Declaro solemnemente en esta columna -sin coacciones físicas ni mentales-, mi condición de boomer. También, el firme propósito de redención y apostasía lingüística para dejar de serlo. En las siguientes líneas explico cómo he llegado a esta piadosa y sincera confesión. Todo comenzó así:
Un pana, mucho más joven que yo, me dijo hace semanas que tengo el vocabulario bugueado. Que tengo reacciones de cuñao, y que estoy lejos de estar en mi prime. Así -como lo han leído-, me lanzó mi bro esta carga de profundidad sin inmutarse lo más mínimo.
Ojiplático salí de esa conversación, sin querer declarar en voz alta que me había quedado wtf con la revelación. «A mí me están grabando», pensé al recordar esa charleta que me provocó un cataclismo mental de dimensiones bíblicas. De una pantalla a otra pasé de sentirme chill, a estar irremediablemente cringe por lo añejo de mi vocabulario.
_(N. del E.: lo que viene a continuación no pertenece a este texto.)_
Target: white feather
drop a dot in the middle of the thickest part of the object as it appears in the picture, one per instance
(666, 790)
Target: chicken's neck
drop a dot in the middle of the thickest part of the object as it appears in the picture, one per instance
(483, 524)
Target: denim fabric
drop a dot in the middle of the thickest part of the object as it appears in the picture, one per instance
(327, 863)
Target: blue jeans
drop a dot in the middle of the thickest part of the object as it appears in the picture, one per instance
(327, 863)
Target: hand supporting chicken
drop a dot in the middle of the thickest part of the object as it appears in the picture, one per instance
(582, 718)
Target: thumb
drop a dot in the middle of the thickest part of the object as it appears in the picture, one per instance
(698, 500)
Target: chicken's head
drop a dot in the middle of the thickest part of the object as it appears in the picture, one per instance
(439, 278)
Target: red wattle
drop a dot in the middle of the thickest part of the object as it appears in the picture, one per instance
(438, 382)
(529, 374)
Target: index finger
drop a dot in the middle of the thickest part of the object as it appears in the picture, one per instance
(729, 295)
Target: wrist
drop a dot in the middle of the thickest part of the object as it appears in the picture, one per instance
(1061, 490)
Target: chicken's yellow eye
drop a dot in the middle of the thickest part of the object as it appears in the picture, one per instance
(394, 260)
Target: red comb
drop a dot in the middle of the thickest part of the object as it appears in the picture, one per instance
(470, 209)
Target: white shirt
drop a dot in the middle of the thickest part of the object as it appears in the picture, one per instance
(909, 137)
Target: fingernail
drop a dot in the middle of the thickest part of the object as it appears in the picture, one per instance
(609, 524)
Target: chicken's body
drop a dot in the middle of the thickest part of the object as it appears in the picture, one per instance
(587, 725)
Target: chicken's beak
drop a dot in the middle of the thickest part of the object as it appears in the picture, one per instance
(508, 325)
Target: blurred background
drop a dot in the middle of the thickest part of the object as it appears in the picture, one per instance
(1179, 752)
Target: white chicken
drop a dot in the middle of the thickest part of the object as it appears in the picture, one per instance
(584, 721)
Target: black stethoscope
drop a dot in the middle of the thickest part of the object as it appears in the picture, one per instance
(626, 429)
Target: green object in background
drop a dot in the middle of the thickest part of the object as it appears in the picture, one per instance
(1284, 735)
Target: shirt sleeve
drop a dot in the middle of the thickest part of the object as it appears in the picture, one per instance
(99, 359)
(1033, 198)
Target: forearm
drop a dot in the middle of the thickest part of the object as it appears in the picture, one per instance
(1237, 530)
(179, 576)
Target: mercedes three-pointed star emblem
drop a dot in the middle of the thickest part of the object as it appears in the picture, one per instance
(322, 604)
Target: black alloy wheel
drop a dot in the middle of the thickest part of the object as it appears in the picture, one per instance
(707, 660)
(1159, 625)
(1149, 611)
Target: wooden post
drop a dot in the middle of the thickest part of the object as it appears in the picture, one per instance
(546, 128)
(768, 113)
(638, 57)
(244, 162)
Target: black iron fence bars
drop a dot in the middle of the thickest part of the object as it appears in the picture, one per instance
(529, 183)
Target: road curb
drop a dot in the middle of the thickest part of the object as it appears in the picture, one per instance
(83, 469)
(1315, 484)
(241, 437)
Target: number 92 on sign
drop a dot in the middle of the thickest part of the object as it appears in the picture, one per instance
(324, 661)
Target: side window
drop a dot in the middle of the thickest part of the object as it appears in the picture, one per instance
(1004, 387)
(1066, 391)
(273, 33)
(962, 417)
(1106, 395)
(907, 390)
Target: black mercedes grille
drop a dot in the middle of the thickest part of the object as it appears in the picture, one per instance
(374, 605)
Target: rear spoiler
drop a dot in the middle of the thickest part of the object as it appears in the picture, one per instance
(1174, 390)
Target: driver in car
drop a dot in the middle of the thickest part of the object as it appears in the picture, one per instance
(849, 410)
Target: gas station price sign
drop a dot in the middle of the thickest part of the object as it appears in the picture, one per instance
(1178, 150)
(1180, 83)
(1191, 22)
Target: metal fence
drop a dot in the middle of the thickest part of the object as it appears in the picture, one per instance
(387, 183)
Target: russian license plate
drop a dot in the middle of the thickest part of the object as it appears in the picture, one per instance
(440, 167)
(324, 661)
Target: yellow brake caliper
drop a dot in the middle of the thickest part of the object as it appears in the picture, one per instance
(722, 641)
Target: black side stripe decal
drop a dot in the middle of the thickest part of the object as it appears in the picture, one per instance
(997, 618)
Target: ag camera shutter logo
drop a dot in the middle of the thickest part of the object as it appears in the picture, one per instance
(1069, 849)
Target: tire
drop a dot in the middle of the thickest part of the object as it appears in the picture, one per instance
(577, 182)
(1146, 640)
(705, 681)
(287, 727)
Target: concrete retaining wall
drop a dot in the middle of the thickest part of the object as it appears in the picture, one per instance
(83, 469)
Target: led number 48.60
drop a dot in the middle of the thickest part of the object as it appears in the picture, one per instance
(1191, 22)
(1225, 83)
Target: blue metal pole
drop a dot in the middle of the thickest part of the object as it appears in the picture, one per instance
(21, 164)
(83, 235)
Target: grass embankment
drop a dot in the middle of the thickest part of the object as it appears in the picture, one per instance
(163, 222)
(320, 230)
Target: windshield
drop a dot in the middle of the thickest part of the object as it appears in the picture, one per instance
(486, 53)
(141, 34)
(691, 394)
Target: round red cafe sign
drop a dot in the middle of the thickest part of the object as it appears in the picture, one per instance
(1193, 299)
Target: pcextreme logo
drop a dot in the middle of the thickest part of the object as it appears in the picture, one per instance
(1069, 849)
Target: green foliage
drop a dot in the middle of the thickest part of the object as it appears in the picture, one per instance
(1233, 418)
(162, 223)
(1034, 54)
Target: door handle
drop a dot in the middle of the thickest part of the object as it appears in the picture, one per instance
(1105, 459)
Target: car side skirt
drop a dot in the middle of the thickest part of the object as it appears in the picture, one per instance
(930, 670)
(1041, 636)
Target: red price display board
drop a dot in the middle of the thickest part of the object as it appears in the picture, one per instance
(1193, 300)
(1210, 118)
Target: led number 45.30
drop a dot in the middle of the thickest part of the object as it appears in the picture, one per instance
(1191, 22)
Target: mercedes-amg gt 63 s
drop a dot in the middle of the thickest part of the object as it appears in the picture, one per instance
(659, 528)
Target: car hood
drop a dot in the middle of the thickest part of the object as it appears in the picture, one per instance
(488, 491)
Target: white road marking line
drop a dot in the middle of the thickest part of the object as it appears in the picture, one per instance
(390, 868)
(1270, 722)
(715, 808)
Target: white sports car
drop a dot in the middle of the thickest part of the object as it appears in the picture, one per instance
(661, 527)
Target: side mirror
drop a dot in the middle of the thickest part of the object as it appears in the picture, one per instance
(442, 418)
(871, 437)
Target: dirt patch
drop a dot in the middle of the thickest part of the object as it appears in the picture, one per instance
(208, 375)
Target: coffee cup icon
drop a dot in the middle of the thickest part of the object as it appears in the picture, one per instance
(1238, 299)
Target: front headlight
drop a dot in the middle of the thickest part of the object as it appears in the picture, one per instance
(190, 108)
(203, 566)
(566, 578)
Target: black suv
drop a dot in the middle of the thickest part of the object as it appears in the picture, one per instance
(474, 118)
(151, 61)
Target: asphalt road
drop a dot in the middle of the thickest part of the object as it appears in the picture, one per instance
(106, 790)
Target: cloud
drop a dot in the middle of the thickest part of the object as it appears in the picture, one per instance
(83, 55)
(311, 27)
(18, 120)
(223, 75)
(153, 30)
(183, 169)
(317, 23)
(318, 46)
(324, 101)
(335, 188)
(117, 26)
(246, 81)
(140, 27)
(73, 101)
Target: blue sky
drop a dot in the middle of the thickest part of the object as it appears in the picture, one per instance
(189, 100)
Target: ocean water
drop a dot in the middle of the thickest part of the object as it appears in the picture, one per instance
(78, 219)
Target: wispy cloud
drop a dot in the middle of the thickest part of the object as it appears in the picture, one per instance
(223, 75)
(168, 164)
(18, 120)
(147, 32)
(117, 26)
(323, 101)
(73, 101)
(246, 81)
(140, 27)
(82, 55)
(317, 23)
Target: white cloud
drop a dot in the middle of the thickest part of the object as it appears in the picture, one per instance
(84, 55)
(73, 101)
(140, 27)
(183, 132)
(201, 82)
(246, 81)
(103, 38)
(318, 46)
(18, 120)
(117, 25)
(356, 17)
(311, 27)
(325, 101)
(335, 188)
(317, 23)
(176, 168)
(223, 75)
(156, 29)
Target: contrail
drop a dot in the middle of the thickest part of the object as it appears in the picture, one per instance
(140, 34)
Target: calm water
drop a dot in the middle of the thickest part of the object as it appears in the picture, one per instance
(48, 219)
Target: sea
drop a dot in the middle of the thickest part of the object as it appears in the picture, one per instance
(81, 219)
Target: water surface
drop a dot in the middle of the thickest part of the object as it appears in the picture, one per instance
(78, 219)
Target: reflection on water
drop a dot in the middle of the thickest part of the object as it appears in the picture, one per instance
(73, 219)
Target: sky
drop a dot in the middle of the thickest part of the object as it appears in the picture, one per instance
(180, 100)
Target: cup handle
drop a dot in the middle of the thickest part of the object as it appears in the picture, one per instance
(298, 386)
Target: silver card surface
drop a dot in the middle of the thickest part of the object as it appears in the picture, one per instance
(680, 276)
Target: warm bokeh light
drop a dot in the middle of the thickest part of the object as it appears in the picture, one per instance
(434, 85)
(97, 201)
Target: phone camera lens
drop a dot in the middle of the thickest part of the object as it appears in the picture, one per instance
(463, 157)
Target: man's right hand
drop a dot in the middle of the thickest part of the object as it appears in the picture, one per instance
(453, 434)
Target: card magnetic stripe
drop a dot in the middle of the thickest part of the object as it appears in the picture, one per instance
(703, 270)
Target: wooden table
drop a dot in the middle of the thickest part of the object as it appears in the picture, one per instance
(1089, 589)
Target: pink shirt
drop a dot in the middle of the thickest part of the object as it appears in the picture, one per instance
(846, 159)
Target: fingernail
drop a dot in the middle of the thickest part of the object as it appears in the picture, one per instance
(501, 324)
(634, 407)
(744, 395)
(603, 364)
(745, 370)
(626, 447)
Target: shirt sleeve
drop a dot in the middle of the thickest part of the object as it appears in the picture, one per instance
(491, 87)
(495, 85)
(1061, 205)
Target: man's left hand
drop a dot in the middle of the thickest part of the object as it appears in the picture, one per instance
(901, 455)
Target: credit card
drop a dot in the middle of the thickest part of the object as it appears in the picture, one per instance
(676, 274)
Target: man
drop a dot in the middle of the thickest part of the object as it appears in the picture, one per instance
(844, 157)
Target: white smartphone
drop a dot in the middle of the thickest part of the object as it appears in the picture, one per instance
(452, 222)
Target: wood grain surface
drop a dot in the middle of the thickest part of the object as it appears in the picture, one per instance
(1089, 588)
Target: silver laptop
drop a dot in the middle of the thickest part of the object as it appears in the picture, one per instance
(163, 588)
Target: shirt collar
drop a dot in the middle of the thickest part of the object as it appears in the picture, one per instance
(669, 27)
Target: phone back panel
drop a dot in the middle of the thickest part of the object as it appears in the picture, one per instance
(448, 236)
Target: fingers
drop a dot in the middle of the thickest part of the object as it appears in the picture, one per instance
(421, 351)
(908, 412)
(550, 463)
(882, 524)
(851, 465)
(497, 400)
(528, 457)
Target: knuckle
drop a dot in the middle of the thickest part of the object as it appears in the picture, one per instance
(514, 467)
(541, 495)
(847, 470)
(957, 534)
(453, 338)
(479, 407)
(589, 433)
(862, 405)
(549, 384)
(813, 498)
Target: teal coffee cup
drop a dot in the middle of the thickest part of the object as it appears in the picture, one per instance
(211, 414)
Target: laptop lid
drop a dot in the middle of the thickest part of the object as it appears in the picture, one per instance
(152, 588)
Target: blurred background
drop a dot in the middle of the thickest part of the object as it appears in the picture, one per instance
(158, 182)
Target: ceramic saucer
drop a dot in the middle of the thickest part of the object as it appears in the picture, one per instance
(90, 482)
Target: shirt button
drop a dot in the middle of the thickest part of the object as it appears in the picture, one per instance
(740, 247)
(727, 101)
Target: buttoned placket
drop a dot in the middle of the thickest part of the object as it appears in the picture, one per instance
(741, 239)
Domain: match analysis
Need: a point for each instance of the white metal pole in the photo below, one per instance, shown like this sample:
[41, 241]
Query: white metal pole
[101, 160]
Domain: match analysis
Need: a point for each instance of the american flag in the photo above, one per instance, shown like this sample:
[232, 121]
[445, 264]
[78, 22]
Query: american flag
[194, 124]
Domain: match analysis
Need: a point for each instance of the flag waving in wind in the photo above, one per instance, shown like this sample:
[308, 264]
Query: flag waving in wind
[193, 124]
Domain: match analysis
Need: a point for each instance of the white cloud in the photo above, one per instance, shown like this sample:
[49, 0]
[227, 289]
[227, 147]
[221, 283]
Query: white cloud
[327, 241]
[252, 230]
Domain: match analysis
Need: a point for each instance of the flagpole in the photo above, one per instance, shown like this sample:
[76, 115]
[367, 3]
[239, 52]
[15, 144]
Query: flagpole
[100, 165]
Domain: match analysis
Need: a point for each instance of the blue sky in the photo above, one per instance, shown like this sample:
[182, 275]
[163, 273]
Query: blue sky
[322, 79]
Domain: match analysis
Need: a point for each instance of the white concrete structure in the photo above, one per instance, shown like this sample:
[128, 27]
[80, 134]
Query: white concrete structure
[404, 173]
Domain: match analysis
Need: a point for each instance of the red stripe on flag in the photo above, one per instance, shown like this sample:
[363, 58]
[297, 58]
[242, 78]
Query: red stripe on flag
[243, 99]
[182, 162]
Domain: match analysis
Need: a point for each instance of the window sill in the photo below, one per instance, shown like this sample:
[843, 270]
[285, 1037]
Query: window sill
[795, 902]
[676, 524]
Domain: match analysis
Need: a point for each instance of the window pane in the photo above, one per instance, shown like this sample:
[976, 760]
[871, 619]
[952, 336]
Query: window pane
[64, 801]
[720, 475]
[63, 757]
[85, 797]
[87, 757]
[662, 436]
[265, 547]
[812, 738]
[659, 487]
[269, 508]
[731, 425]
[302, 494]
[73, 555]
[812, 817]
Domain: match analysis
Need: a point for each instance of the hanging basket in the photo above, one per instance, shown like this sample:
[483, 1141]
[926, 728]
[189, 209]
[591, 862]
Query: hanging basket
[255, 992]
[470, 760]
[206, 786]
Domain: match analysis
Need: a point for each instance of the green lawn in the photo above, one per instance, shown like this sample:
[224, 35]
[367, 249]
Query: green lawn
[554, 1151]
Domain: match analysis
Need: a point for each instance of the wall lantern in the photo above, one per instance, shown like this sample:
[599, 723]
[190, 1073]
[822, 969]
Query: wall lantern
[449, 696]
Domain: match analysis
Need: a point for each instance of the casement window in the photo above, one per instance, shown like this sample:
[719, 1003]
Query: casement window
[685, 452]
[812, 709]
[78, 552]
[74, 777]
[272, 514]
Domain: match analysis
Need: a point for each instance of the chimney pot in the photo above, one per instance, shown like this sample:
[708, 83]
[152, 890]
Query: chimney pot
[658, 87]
Así las cosas, y en un Makas de mi barrio, me senté a reflexionar sobre mis expresiones verbales. Escribí en un papel una sencilla redacción describiendo lo que había dicho y hecho, desde que abriera los ojos ese día. En el folio aparecieron palabras como pitra, niki, playeras, radiocasete, fetén, de buty, boîte, buga, aerobic o plato combinado. Y expresiones como 'corta Blas que no me vas', 'no te enrolles, Charles Boyer', 'de qué vas, Bitter Kas', 'me las piro, vampiro', 'mola cantiduby' o 'lo llevas clarinete'.
Desesperado, me di cuenta de que ya no me renta tirar de ese diccionario ochentero. Que su uso me estigmatizaba y que corría el riesgo de caer en las fauces del edadismo si continuaba diciendo 'tranqui, tronco', o 'toma jeroma pastillas de goma'. Un servidor -medité-, tenía que adaptarse a los nuevos tiempos y maquear su arcaico y decimonónico léxico. Por supuesto, en la medida de mis posibilidades y proximidad a la jubilación, que uno tampoco va de simp a estas altura de la life.
Esta decisión -irrevocable-, me puso muy top. Literal. Guiado por tan vital decisión, lo primero que hice es pedir a Alexa música de la de ahora. Reconozco que lo pasé mal en las primeros perreos. Entre otros motivos porque no sabía cómo llevar -siguiendo las tendencias actuales-, una desproporcionada gorra de visera en la cabeza. Pasadas seis horas de baile, noté como mis neuronas comenzaban a metabolizar expresiones desconocidas hasta ese momento. Me puse a hacer twerk y me sentí living con aquellos ritmos tan random. Me pareció cute y me dije a mí mismo: 'Eres la cabra, tío. El GOAT' y no sentí lache en ningún acorde. A renglón seguido, me puse a stalkear en la pantalla del portátil, e inicié inocentes shippeos en la red con colegas que compartían mí misma situación y desesperación léxica.
Confieso que ahora estoy happy. Creo que ya he dejado de ser un casposo boomer y, a partir de ahora, entenderé mejor muchos programas de televisión y a sus protas. Sin chinarme, ni rayarme.
La columna se acaba y lo hace con un 'hasta luego, Lucas'. (Sorry, quien tuvo, retuvo).